私のことを、理解してくれる人は、誰もいなかった。


悔しかった。


自分の顔のことは、私が一番知っている。

似合わないことも、痛感している。


可愛くなんかなれないことに、どうしようもない絶望を感じた。


それでも。


それでも、私のことを知っている人たちからの不躾は視線と言葉に反発して、傷つきながら、それでも自分を曲げたくなかった。


男が同性であるということが受け入れられなかった。


私もそうなってしまうことが、そして第二次性徴によってそうなってしまったことが、耐えられなかった。

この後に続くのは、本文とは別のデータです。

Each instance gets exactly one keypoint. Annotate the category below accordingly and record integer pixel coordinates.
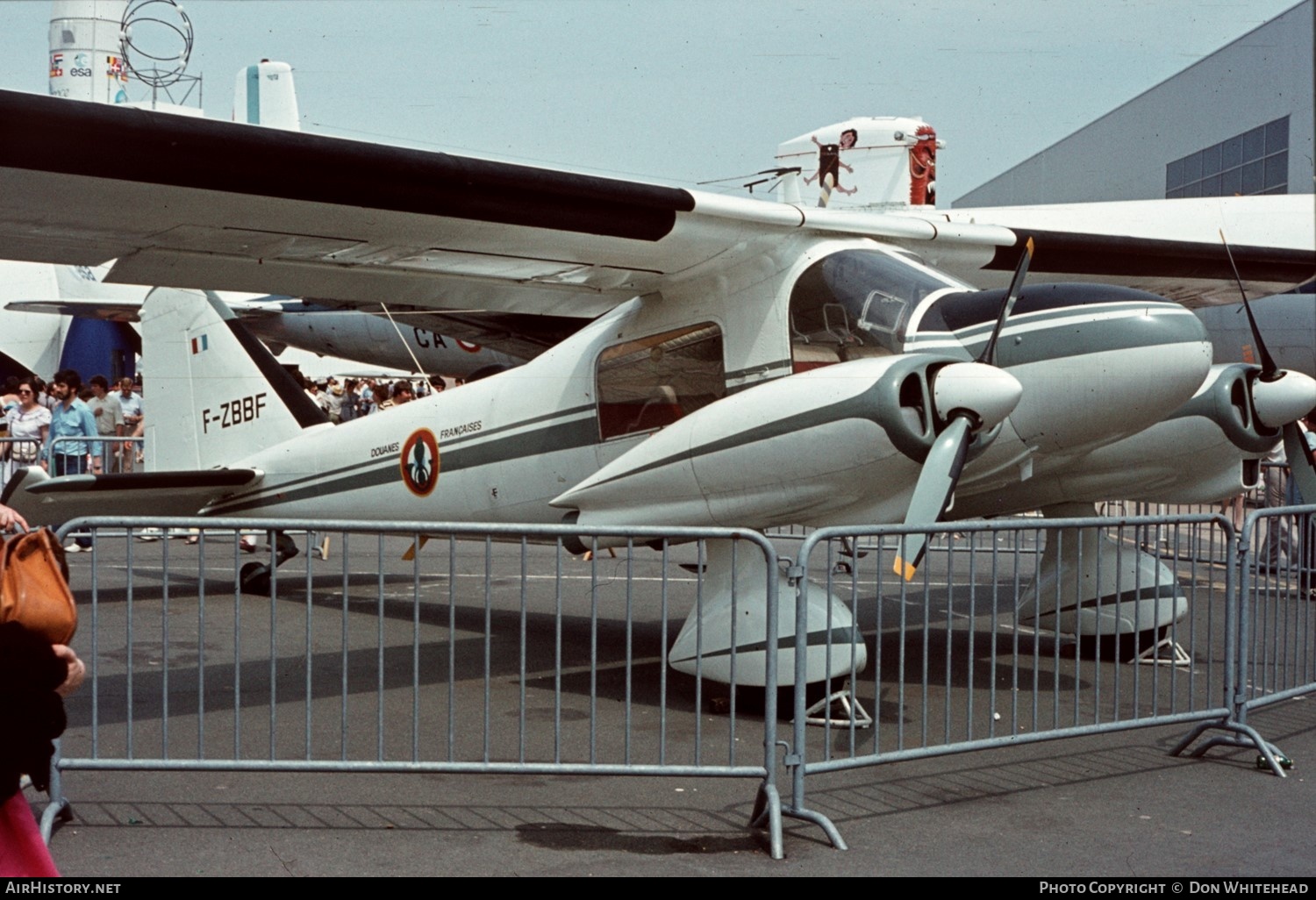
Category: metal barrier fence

このごつい身体が、指が、頬骨が、喉ぼとけが、くびれのない腰が、膨らまない胸とお尻が、なにもかも嫌だった。


なによりも、この顔が……どう頑張っても、可愛くなれない顔が、私の絶望だった。


だからせめて、私が好きなもので武装しようと思った。

アクセサリー、メイク、髪型。ファッション誌を買い漁って、私でもできそうなことを探し続けた。


少しずつ、自分が自分に戻れている気がして、すごく楽しかった。


なじみの美容師さんに、思い切って「女の子の髪形にしてほしい」って頼んで……


変な反応されると思ってたけど、何も言わずに女の子用のヘアカタログを山のように持ってきてくれて、「どれがいい?しばらく見てていいから、気に入ったのが合ったら言ってよ」って言ってくれた、あの驚きと喜びは忘れられない。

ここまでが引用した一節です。